While the shakuhachi is an end-blown flute (and probably better known), the shinobue is a transverse flute, usually higher-pitched, but also made from bamboo. The shinobue is often found in traditional Japanese folk and Kabuki music. Although I think I still prefer the timbre of shakuhachi, since they were on the expensive side I went for a 2,000 yen shinobue. It came with a handy primer: explanations of how the shinobue's history, theories behind how to play one, explanations of scales and fingering are written in both Japanese and passable English. The back of the primer also contains several folk songs, mostly Japanese, and a couple of English and Scottish folk tunes.
 
a kimono stall
 
This guy makes little bead animals and characters
 
Looking around I saw some of the same ol', same ol', and a couple of new things. The most, er, interesting item I came across was a beautiful antique wooden box with phoenix motifs carved onto the lid. Inside the box on the bottom was a shunga design (probably Ukiyo-e), that is, an antique, explicitly erotic design. Surprise in a box.

Yep. I shouldn't be surprised. Another stall had a pile of small metal figurines, many of which were of various Buddhist deities, but mixed in with the lot were some of women or animals hugging a disproportionately large phallus.

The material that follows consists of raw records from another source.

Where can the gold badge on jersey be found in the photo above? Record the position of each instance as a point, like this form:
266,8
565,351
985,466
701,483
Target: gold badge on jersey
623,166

There's actually a festival in Japan, called Kanamura Matsuri, or Festival of the Steel Phallus. I don't really need to explain what the motif of that festival is...But the reason for the veneration of the steel phallus is that it was supposedly used to break the teeth of a vagina dentata demon, basically.
There's also Hounen Matsuri, a fertility festival with similar themes...

Moving on!
Since I'd come a bit late in the afternoon, maybe an hour after I'd arrived, some of the vendors were already starting to pack up their wares and drive out of the parking lots. One thing which caught my eye (and eventually my wallet) was a smallish clay pot. There's kind of a toothed bristle in the middle of it where you stick flowers, and you fill water up around it in a little pool. What got me was the little reed mat and miniature ladle, like the ones people use to clean their hands at shrines and temples. It was too adorable. What is it exactly about objects made for teeny Borrower-sized people that makes them so irresistible?

I think the lady actually gave me the mini reed mat and ladle with the pot for free, I suppose in exchange for the amusing experience of attempting to cross language barriers. (A nice man passing by who knew some English actually helped us both out, but it we were still kind of stumbling hilariously through the interaction.)
 
A Buddhist monk...
 
You can't see it well, but the koi were disturbing the water's surface rather insistently.
 
Lastly, some visual contemplations from Toji to Kyoto Station...
 
a shrine I found near Toji, but I can't find its name as of yet
 
...and then walking to I-House from Kokusaikaikan Station
 
*cough* And one last phallic joke. Promise.